Seliwanoff’s test is a chemical test which distinguishes between aldose and ketose sugars. If the sugar contains a ketone group, it is a ketose. If a sugar contains an aldehyde group, it is an aldose. This test relies on the principle that, when heated, ketoses are more rapidly dehydrated than aldoses. It is named after Theodor Seliwanoff, the chemist who devised the test. When added to a solution containing ketoses, a red color is formed rapidly indicating a positive test.
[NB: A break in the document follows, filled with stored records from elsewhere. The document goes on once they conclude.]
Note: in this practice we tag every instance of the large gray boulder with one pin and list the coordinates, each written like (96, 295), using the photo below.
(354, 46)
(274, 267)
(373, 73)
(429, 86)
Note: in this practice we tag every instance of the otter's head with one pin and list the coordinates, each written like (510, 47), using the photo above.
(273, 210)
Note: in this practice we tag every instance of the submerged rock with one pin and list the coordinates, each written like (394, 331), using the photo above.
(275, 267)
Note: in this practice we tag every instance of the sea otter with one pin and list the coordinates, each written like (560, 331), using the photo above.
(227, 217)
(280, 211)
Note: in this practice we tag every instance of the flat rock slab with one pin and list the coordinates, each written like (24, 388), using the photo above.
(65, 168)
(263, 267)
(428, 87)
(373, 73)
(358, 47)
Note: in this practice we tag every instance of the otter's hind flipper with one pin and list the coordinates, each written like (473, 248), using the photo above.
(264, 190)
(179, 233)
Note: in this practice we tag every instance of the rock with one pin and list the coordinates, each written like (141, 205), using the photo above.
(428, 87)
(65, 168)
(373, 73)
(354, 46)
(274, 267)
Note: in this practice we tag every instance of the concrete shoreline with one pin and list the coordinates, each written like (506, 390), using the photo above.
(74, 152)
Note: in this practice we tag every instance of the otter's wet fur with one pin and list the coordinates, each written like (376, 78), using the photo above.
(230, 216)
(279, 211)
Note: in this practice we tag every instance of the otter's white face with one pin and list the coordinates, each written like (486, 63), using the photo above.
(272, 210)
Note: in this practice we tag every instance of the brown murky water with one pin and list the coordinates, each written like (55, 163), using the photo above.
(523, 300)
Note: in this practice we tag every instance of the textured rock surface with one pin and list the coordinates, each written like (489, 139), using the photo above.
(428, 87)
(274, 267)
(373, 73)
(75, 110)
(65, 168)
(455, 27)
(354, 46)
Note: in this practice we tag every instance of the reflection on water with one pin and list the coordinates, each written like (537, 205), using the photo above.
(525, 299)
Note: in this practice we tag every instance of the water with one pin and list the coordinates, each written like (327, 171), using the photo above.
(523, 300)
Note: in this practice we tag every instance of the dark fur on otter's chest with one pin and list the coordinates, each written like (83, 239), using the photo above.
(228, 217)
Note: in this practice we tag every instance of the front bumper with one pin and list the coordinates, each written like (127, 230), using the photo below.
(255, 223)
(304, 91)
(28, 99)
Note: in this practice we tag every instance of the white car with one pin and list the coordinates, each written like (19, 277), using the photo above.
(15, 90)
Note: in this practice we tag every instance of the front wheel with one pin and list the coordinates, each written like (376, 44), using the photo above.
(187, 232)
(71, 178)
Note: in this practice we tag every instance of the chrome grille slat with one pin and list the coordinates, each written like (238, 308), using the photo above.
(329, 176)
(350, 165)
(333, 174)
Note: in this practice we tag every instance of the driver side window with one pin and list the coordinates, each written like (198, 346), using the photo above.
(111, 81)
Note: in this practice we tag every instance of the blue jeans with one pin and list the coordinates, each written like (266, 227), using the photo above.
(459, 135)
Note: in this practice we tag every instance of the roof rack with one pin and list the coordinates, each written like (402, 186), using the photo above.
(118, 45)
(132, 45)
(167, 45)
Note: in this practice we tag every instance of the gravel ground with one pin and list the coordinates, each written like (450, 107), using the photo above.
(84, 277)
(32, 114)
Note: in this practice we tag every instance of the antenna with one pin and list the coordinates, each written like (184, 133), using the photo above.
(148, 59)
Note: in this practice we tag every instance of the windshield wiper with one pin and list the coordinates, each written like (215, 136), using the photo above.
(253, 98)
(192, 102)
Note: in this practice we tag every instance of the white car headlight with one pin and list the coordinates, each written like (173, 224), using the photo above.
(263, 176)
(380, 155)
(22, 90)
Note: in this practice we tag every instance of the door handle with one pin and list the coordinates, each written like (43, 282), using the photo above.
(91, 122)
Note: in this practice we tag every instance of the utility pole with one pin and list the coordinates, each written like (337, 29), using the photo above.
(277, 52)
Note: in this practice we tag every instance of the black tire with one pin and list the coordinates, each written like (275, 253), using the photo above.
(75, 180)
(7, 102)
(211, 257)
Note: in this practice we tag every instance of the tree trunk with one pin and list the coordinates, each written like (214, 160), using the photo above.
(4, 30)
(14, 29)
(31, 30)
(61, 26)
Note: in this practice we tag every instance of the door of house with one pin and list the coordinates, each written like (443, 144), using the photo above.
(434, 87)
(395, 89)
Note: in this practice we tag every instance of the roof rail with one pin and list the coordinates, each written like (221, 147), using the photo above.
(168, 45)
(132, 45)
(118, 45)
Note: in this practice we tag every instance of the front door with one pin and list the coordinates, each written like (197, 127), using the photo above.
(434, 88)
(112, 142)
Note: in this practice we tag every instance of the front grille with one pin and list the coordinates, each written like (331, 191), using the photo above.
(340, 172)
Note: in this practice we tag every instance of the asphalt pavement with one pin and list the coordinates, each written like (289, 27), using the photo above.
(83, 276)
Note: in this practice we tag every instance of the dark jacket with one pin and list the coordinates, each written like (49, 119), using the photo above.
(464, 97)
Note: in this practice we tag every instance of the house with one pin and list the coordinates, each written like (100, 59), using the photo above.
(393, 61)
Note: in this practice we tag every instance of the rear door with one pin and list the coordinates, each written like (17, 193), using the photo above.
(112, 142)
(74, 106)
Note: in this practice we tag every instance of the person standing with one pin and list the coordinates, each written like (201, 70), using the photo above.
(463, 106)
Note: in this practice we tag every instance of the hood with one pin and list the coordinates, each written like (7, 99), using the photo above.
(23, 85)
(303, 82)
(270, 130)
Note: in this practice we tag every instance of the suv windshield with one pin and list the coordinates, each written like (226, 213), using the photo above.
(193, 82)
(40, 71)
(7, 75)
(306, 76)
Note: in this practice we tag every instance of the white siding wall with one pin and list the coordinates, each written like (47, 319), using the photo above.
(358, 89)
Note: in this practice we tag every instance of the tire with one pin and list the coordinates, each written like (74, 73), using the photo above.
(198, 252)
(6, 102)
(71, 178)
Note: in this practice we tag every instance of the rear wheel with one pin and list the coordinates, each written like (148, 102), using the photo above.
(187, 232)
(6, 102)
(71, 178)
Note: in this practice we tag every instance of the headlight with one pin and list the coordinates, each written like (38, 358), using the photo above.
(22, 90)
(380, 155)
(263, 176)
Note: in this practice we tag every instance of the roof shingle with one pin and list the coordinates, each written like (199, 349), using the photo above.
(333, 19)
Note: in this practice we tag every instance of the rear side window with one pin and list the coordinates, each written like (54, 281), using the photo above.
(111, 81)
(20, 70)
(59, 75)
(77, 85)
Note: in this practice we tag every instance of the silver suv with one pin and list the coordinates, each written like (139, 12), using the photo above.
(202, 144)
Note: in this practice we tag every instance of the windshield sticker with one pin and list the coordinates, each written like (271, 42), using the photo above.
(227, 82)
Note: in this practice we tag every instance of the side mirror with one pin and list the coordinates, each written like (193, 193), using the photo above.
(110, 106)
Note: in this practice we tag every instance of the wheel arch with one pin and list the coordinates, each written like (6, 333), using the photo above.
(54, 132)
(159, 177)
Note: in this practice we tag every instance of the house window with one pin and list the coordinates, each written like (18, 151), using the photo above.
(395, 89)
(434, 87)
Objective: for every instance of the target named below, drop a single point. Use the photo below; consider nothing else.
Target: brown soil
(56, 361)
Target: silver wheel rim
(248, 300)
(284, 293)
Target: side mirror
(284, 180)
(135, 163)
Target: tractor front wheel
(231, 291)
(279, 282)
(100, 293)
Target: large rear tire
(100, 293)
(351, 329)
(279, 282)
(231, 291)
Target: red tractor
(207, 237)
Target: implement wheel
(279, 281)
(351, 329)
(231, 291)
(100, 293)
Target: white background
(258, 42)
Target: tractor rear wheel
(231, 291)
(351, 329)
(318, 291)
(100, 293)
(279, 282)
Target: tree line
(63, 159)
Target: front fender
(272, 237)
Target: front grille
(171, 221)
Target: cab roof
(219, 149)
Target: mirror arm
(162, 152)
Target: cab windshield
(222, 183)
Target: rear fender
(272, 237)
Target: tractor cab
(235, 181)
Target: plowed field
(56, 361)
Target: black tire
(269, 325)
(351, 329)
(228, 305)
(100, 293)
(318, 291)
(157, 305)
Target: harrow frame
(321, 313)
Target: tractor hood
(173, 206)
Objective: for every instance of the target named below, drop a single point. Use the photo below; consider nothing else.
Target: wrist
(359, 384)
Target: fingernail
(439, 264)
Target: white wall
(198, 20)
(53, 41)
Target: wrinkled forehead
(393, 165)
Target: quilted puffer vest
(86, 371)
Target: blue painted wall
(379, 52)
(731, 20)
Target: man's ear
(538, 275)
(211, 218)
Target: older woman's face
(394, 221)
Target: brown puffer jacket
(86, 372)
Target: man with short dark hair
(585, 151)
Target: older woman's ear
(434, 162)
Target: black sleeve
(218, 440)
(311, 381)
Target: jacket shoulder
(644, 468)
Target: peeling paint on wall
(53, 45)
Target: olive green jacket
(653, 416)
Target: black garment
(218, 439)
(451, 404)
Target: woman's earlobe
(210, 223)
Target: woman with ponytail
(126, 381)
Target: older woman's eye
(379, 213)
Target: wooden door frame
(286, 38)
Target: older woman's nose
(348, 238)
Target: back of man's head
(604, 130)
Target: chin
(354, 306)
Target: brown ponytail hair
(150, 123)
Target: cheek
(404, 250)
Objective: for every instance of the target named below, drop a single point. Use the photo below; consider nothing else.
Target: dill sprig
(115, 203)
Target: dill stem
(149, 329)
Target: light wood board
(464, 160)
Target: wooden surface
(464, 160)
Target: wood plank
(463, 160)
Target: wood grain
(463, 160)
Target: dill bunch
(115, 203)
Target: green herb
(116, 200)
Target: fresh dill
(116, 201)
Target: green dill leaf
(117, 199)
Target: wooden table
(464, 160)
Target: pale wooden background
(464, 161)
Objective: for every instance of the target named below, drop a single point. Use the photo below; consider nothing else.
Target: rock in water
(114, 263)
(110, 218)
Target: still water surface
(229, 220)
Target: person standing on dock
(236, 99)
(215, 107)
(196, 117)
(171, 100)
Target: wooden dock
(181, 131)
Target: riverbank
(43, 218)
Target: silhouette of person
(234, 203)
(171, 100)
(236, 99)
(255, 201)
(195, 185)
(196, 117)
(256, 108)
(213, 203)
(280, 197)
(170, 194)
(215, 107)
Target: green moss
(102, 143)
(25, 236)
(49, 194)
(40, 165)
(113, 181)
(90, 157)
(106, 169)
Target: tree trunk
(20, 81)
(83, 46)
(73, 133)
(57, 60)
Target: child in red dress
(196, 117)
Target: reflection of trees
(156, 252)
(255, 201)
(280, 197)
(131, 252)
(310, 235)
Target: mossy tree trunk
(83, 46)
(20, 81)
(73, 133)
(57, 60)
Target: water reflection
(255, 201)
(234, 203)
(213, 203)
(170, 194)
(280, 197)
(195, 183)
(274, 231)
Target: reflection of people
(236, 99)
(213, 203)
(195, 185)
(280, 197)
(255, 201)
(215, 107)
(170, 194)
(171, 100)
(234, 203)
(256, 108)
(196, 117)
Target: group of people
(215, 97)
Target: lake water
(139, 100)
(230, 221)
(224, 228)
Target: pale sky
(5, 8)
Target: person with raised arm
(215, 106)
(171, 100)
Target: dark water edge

When added to a solution containing aldoses, a slower forming light pink is observed instead. 

The reagents consist of resorcinol and concentrated hydrochloric acid:

 The acid hydrolysis of polysaccharide and oligosaccharide ketoses yields simpler sugars followed by furfural.
 The dehydrated ketose then reacts with two equivalents of resorcinol in a series of condensation reactions to produce a molecule with a deep cherry red color. 
 Aldoses may react slightly to produce a faint pink color.

Fructose and sucrose are two common sugars which give a positive test.  Sucrose gives a positive test as it is a disaccharide consisting of fructose and glucose.

Generally, 6M HCl is used to run this test. Ketoses are dehydrated faster and give stronger colors. Aldoses react very slowly and give faint colors.